So how do I begin? What is the schedule for today? What is the plan for-the-rest-of-my-life? That last hyphenated bit needs to be said with a deep, god-like voice and sound very impressive and a bit scary. Am I putting too much pressure on myself? No pressure. No pressure. I have been dreaming of this moment since last spring. The long anticipated time of lying fallow, the time of healing, growth, new wisdom, etc., is here. Could I be more pretentious? Maybe the pretension comes with the assumptions that I can change and grow into something of more service. Maybe the sounds of pretension are really ego sitting back and judging my heart’s desire to heal from the loss of my (and how I want to say “better”) half that I can’t have anymore on this plane of existence and to plan on changing the world in and around me. Maybe I hear pretension because I am scared of the opportunity, the possibility, and in the vein of the willing spirit and the weak flesh, I would rather let day to day living and small tasks not add up to anything other than survival.
I am no fool. I know that to live the cliches of inspiration, it is the I, the ego, that must engage.
And so, on to day 1.
Cheshire went back east yesterday. I dropped her off at the airport in the morning. I don’t think I wrote about her wipe out last week, and so, to mention that on our second day of physical fitness, I was riding my bike and she was roller blading. She took a hill, down hill, way too fast and met an unexpected curb at the bottom. She had to jump the curb and for a very short moment it looked like she was going to make a good landing. However, she is no trick skater, or not even a very experienced skater, and she went down, landing on her side, scraping her leg and the side of her face. THANK GOODNESS SHE HAD A HELMET ON! Our friend, Mary, came to rescue us and bring us home (thank you, dear friend!), and then Cheshire had to start healing. We spent a bit more time inside and on very short walks then we had originally planned, but then Irene (the storm) kept her home for an extra 5 days. And Cheshire didn’t do any damaged that some neosporin and bandages and air and rest will not cure.

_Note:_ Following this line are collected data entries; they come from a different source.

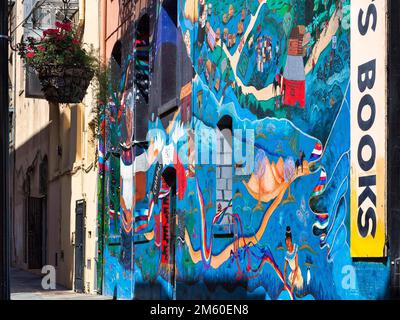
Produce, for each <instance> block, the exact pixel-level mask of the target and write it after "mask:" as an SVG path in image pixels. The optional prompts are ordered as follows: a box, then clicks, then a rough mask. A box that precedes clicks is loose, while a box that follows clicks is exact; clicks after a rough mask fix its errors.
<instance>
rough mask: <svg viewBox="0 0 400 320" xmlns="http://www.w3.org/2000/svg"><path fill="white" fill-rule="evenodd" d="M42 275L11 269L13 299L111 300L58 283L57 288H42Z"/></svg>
mask: <svg viewBox="0 0 400 320" xmlns="http://www.w3.org/2000/svg"><path fill="white" fill-rule="evenodd" d="M41 283H42V277H41V276H40V275H37V274H34V273H31V272H28V271H25V270H20V269H14V268H12V269H11V300H109V299H111V298H110V297H106V296H101V295H96V294H85V293H76V292H74V291H73V290H69V289H67V288H64V287H62V286H60V285H58V284H57V286H56V289H55V290H44V289H43V288H42V285H41Z"/></svg>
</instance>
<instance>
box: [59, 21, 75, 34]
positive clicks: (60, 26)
mask: <svg viewBox="0 0 400 320" xmlns="http://www.w3.org/2000/svg"><path fill="white" fill-rule="evenodd" d="M56 27H57V28H60V29H61V30H65V31H68V32H69V31H71V30H72V24H71V23H70V22H65V23H64V22H60V21H56Z"/></svg>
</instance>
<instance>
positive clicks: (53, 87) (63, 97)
mask: <svg viewBox="0 0 400 320" xmlns="http://www.w3.org/2000/svg"><path fill="white" fill-rule="evenodd" d="M37 73H38V76H39V80H40V83H41V85H42V91H43V93H44V96H45V98H46V100H48V101H50V102H57V103H79V102H81V101H82V100H83V98H84V97H85V95H86V91H87V88H88V87H89V84H90V81H91V80H92V78H93V75H94V71H93V70H92V69H90V68H88V67H79V66H64V65H46V66H43V67H41V68H39V69H38V70H37Z"/></svg>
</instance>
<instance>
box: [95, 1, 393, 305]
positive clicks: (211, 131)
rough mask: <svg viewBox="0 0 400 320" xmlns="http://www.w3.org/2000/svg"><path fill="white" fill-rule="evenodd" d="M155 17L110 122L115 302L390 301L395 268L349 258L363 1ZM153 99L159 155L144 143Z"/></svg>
mask: <svg viewBox="0 0 400 320" xmlns="http://www.w3.org/2000/svg"><path fill="white" fill-rule="evenodd" d="M174 3H175V5H176V7H174ZM171 8H172V9H171ZM174 8H176V9H175V12H177V14H176V15H174V14H173V12H174ZM171 12H172V14H171ZM155 16H156V17H157V19H154V20H150V23H153V24H154V32H152V34H151V36H150V39H149V42H148V43H147V42H146V41H145V40H141V39H139V40H138V38H135V37H132V38H131V39H132V41H130V45H132V47H131V48H132V51H130V50H128V52H129V53H128V54H125V60H124V62H123V67H122V72H121V76H120V86H119V89H118V90H117V92H115V91H113V92H112V95H111V98H110V102H109V103H108V105H107V106H106V107H105V110H106V111H105V113H104V118H103V119H101V129H102V137H101V139H100V148H99V156H100V157H99V162H100V165H101V166H100V174H99V186H98V188H99V230H100V233H99V235H100V237H103V239H104V246H103V247H99V253H100V256H99V258H100V259H99V261H100V264H99V266H100V269H99V270H102V272H100V273H99V282H101V283H102V288H103V294H107V295H114V296H116V297H118V298H122V299H131V298H139V299H140V298H161V299H217V298H230V299H243V298H253V299H379V298H384V297H385V295H386V291H387V290H386V289H387V288H388V281H389V266H388V265H387V263H386V262H385V261H384V260H382V261H375V262H371V261H369V262H367V261H363V260H357V261H353V260H352V258H351V256H350V247H349V243H350V207H349V200H350V185H349V184H350V181H349V179H350V178H349V176H350V162H349V159H350V97H351V88H350V48H351V44H350V0H338V1H332V0H315V1H304V0H259V1H256V0H237V1H234V2H233V1H228V0H218V1H217V0H180V1H178V3H177V4H176V2H174V1H164V2H163V3H162V4H161V3H159V4H158V5H157V6H156V7H155ZM142 41H144V42H142ZM144 48H145V49H144ZM143 50H145V51H146V52H148V55H145V58H143V55H141V54H138V52H139V53H140V52H143ZM169 50H172V51H169ZM168 52H174V55H171V54H168ZM171 57H173V58H175V61H178V62H179V63H173V60H174V59H173V58H171ZM160 65H161V66H162V67H161V68H160V67H159V66H160ZM138 66H139V67H138ZM140 70H141V71H140ZM138 73H140V74H141V76H140V77H142V76H143V73H145V74H146V73H147V74H148V75H149V77H150V78H151V79H152V81H151V83H152V86H151V87H150V89H149V90H150V91H149V97H147V100H146V94H147V92H148V91H146V90H144V91H143V88H142V87H141V86H142V84H140V83H139V84H138V81H137V80H136V82H135V80H129V79H130V78H133V79H135V77H134V74H138ZM174 78H175V81H174ZM136 79H137V78H136ZM146 79H148V78H146ZM171 96H172V97H173V99H171ZM142 100H143V101H144V102H146V103H148V108H149V113H148V115H149V117H148V123H147V124H148V128H149V133H148V145H146V144H145V143H135V144H132V143H131V141H134V140H135V135H134V133H133V132H134V131H135V130H134V129H132V128H134V127H135V124H136V126H137V124H138V122H142V121H145V119H137V118H135V114H136V113H135V110H136V109H137V108H139V105H143V104H142V102H143V101H142ZM141 101H142V102H141ZM171 101H172V102H171ZM131 138H132V139H131Z"/></svg>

It was so good to have her home. Since vacation at the beginning of July, we’ve been together pretty often. The casual togetherness of family -- eating some meals together, exchanging words of the day, advising each other, nothing momentous but ever so important to me. Coming home after leaving her at the airport, I teared up and felt so lonely. A shot of loneliness went through me. I know I have work to do and I know that I must do it alone -- with Julia, but alone. And I also am very sure, more all the time, and reminded by last week and the feelings of yesterday, that when my time of lying fallow is over, I will be looking to not live alone even though I can not at this time be sure of what that will look like.
It is so hard to trust in the process. Even when it is me who is in complete control of the process. I want the crystal ball of results.
Julia headed off for school today. Willing and able. I can't find her lunch box. It is the victim of the pre-vacation packing up of the house. I am sure I put it somewhere that I was sure I would unpack before school began. I didn't. When I looked around the remaining boxes last night, I could not even figure out which I should open. I thought I unpack everything, EVERYTHING, that I needed. Today, I packed lunch in a "red door" bag -- what is red door anyway? -- tomorrow . . . I'll look again today.
Julia was excited to go to school today. Two nights ago, at the school’s open house, she was a bit shocked. I think the noise level was pretty high, with kids and parents flinging school supplies in desks, on tables and in lockers. Everyone seemed to be talking at the same time and multiple message of greeting was being offered. Just writing this gives me pause to realize how quiet I keep our lives. We have always been a quiet family. I may yell a bit from time to time, but we listen to quiet music, we don’t watch loud tv or movies, we read and chat. This is great for Julia who is sound sensitive and at least for her and me, the pervasive quiet encourages order which is another thing that Julia thrives on. However, when this quiet life we live comes up against the noise of others, like the other evening at school, I can see Julia retreat. She goes into herself a bit. She walks around a bit like she is a zombi, coping with the onslaught of stimulation.
And so, we practiced walking from the door of the classroom to her desk. It is a new and bigger classroom this year; Julia’s desk is near her teacher’s desk and not the door like last year; and there are 28 desks in this room. We walked together. I had her walk to the door while I stayed at the desk, and then, walk to me. And finally, we both walked to the door and then she found her desk by herself. I could see those little shoulders come down a few inches by that third time. I could see her open up just a bit. And we left school that evening pretty happy.
Of course, this cannot help but bring up questions of where Julia’s schooling is best accomplished. Is it in a big public school? Or something smaller? Or home? I continue with those questions.
So, to restate, how do I begin? All I can think of is a daily list for the short term: Meditate for 20 minutes; write 1000 words (and those that I am writing here will count, at least for now); physical activity for an hour (for the time being it will be gardening); and for the next few days, getting my desk in order.
The first tick on the list -- 1000 words -- is done for today. Actually, 1094 words today.